By Jacob Stockinger
Here is a special posting, a review written by frequent guest critic and writer for this blog, John W. Barker. Barker (below) is an emeritus professor of Medieval history at the University of Wisconsin-Madison. He also is a well-known classical music critic who writes for Isthmus and the American Record Guide, and who hosts an early music show every other Sunday morning on WORT 88.9 FM. He serves on the Board of Advisors for the Madison Early Music Festival and frequently gives pre-concert lectures in Madison.
By John W. Barker
Performers and audiences alike braved parking problems and high humidity for a concert of sacred music by the Madison Bach Musicians’ namesake composer.
J.S. Bach’s achievements as a religious composer are most readily identified with his four surviving major works–the two Passions, the Mass, and the Christmas Oratorio. Devout concert performances of these masterpieces are regularly given as sacral events.
But the true heart of the work by Bach (below) in this sphere is what survives of his vast output of cantatas, mostly composed to fulfill his weekly obligations in Leipzig. In them Bach explored varieties of spiritual expression with wide-ranging inspiration. They were, however, designed for church ritual use that is no longer alive, leaving this great body of his creation (almost 200 items preserved out of some 300) without a ready and conventional performing venue.
Presenting these cantatas has been one of the MBM’s long-term commitments, and it has logically given them not in secular concert settings but in current church facilities.
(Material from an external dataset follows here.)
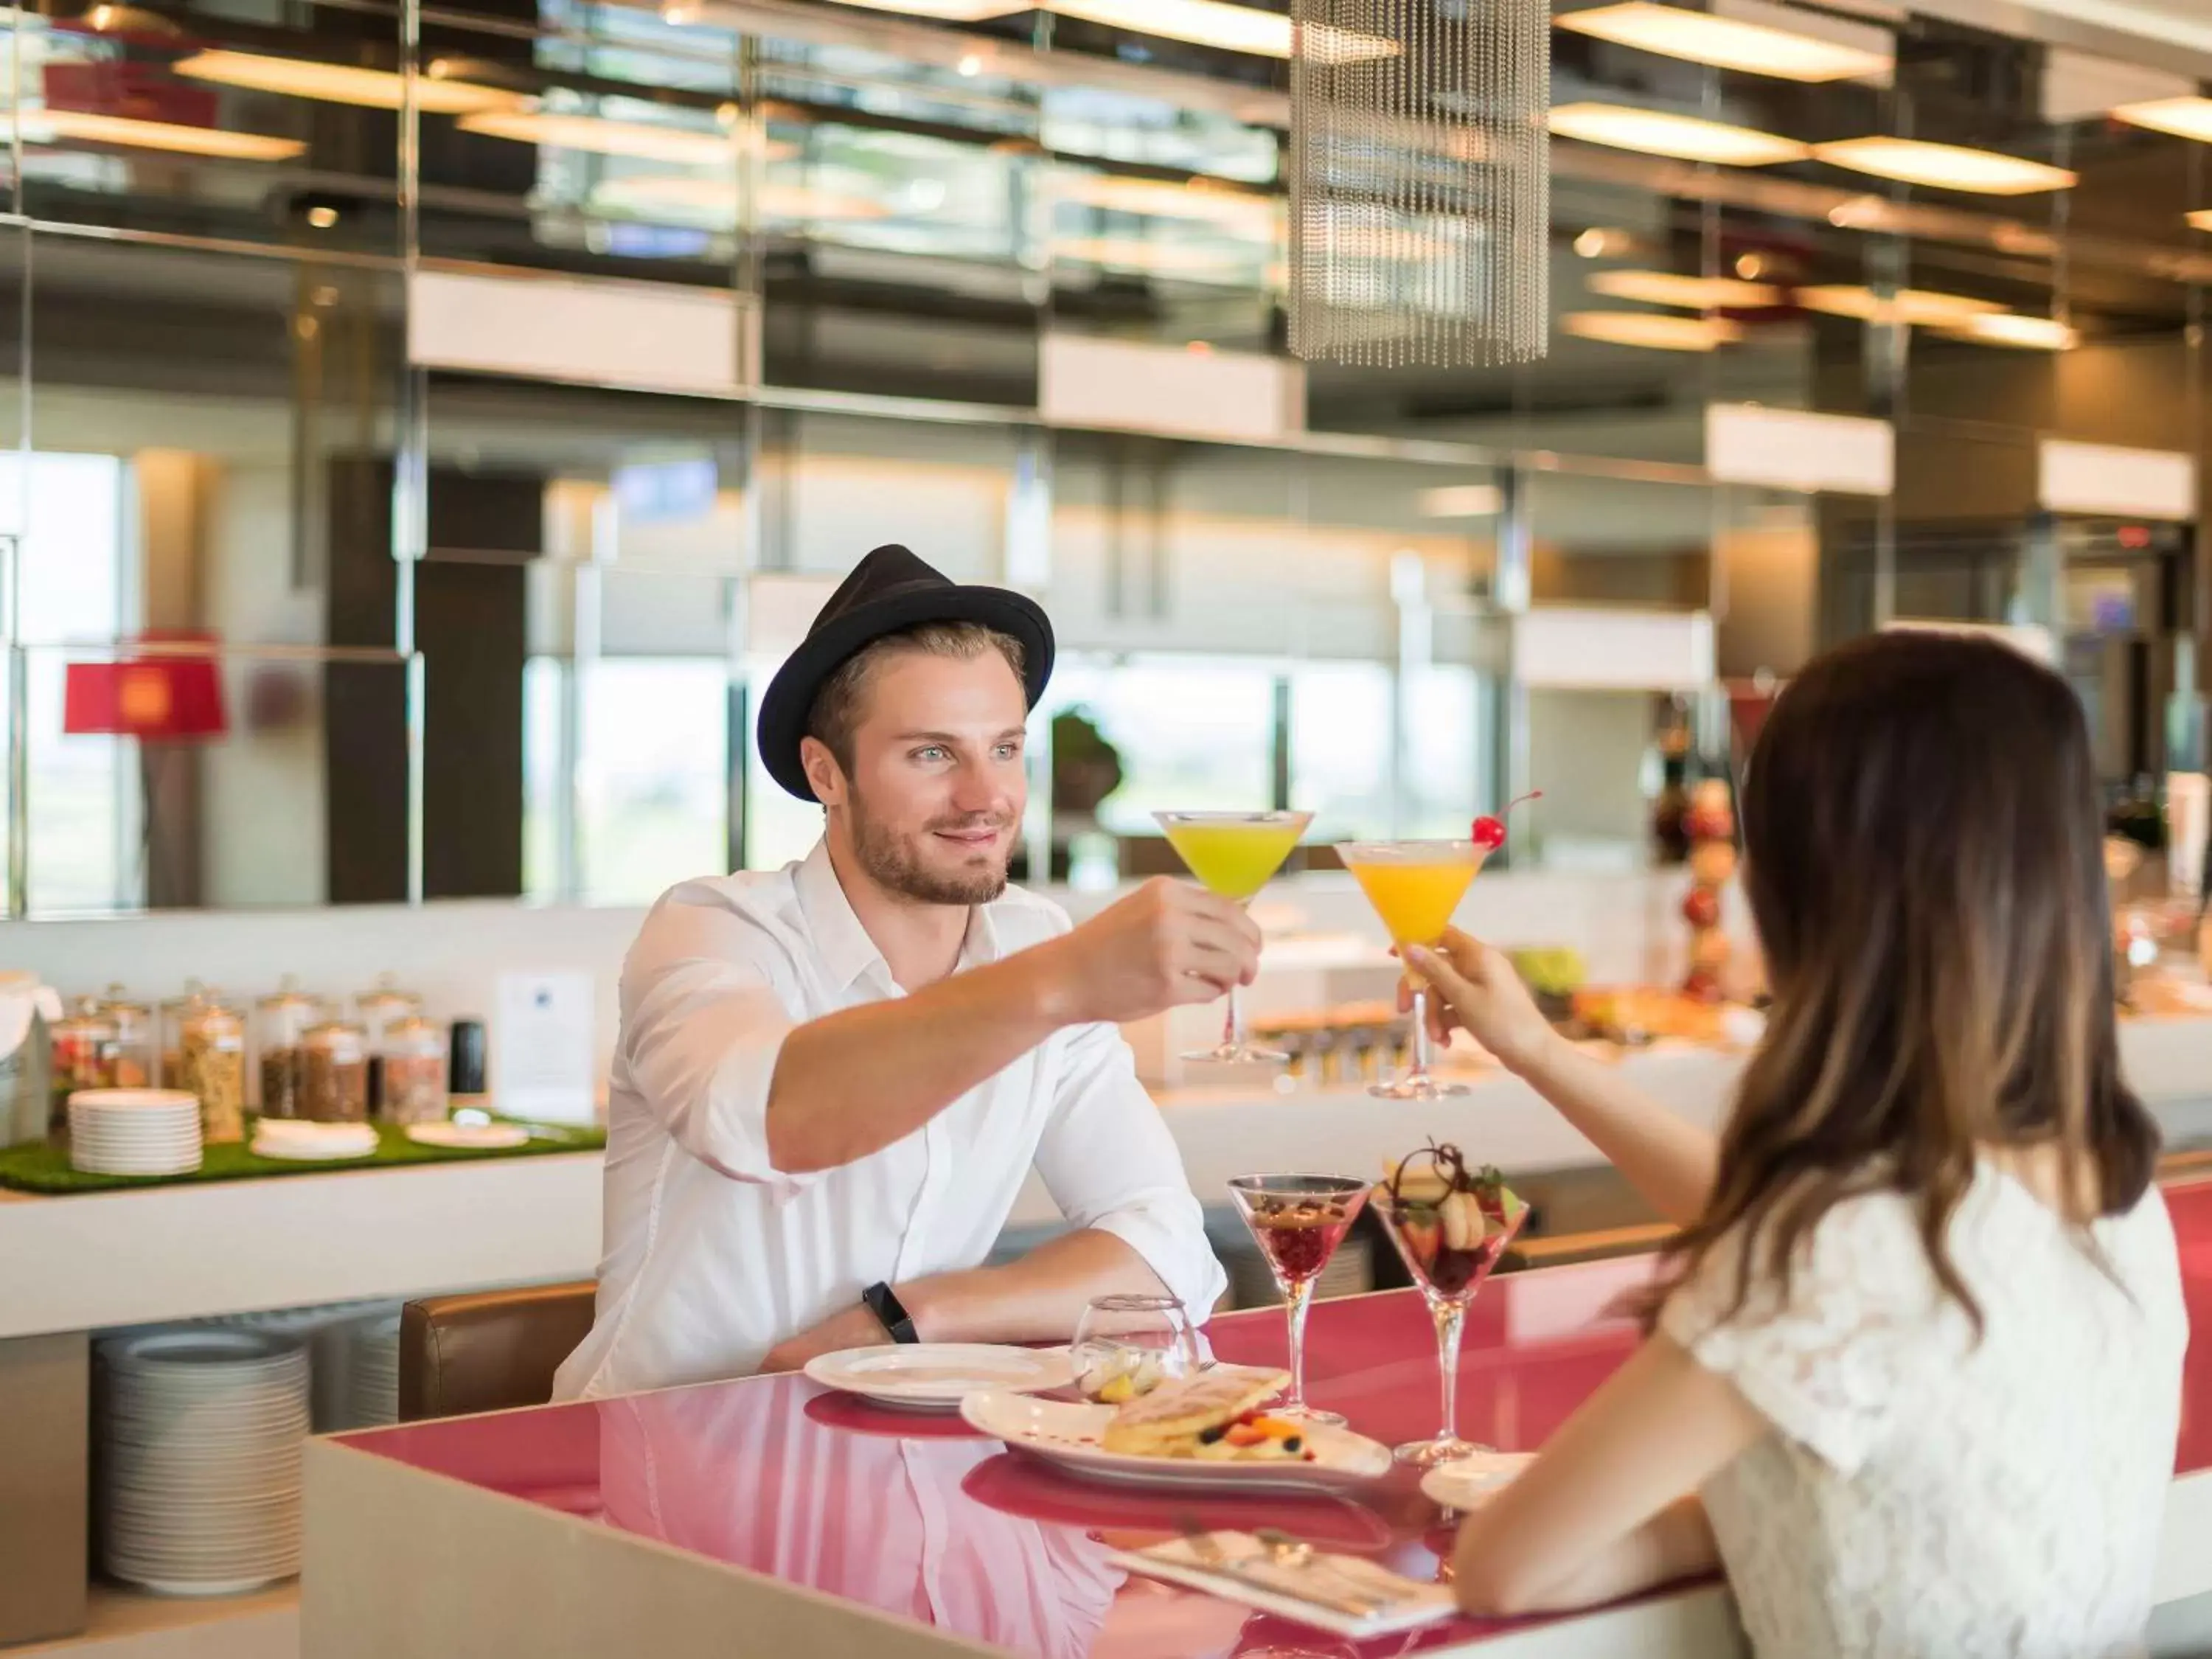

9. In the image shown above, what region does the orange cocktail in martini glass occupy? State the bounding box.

This latest program was thus presented in the welcoming setting of Grace Episcopal Church (below) on the Saturday evening and Sunday afternoon. (I attended the latter.)
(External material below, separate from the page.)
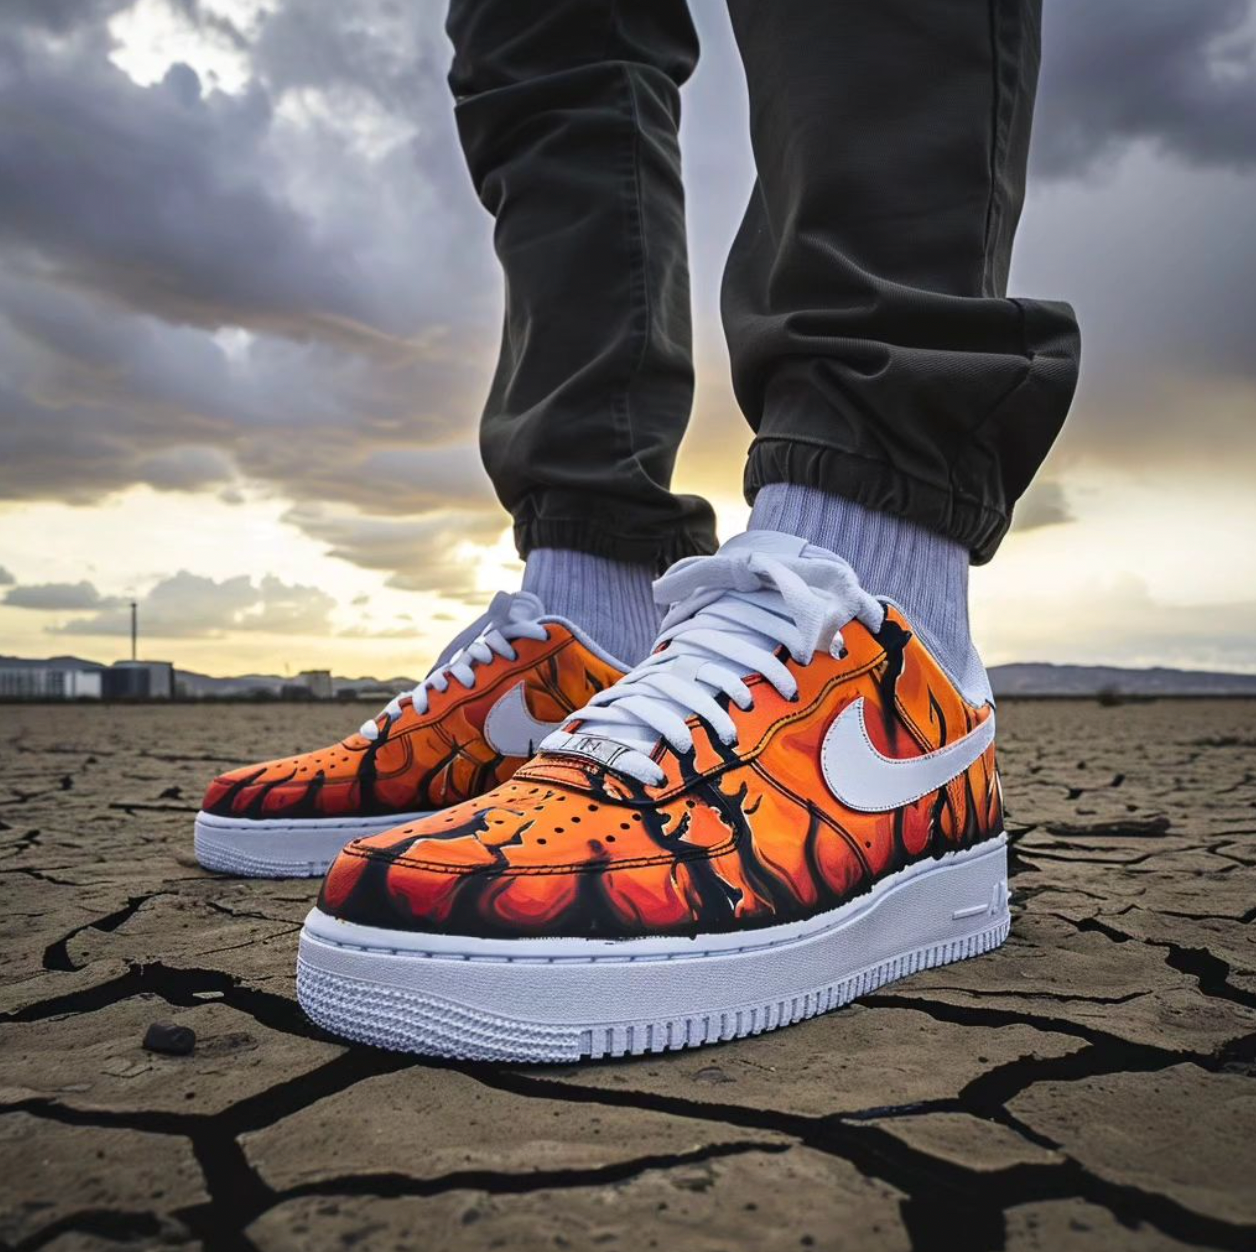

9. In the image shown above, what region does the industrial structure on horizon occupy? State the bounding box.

Artistic director Trevor Stephenson rightly addressed his selections with the kind of intimate forces Bach so often used, with only one singer and player per part.
Thus, the vocal quartet of soprano Emily Birsan, countertenor Joseph Schlesinger, tenor Daniel O’Dea, and bass David Govertsen were partnered by oboist Luke Conklin, violinists Kangwon Kim and Alicia Yang, violist Marika Fischer Hoyt, and cellist Anton TenWolde, with Stephenson on harpsichord, all using period performing techniques.
Two full cantatas were presented: BWV 32, “Liebster Jesu, mein Verlangen” (a dialogue between the devout soul and Jesus), and BWV 22, “Jesus nahm zu sich die Zwölfe” (Jesus Takes On The Twelve Disciples) intended for the Sunday before Lent and composed as Bach’s “demo” in his job application for Leipzig. Both scores include lovely obbligato work for oboe, played with stylish sensitivity by Conklin (below).
Each of the four singers (below) was satisfying and able, though Birson’s clear and powerful voice rang out with special glory, while Govertsen delivered truly commanding bass sonority. (Below, from left, are soprano Emily Birsan, countertenor Joseph Schlesinger, tenor Daniel O’De, and bass David Govertsen.)
It was not the cantata form, but a less-familiar category of Bach’s sacred writing that was represented in closing, via one of his six surviving “motets.” These were composed often for funerals or civic occasions, and feature no explicit solo sections but call rather for vocal ensemble throughout.
Such works are too easily reckoned today as “choral” pieces, but performance by simple vocal consort is at least equally plausible. Stephenson offered the best case I have encountered for the one-per-part approach, at least in “Lobet den Herrn, alle Heiden.” This is not only the shortest of the lot, but the only one for which a full continuo part is written out. The vocal writing, too, is highly soloistic within the ensemble structure, so that this “chamber” approach was brilliantly convincing.
As a kind of pre-encore, Kim and Yang (right and left, respectively, below) opened the second half by playing a brief, three-movement duo-sonata by French composer Jean-Marie Leclair.
This is “cutting edge” Baroque performance work by any standards anywhere, and Madison is among few cities blessed in having a group like Stephenson’s MBM to represent it.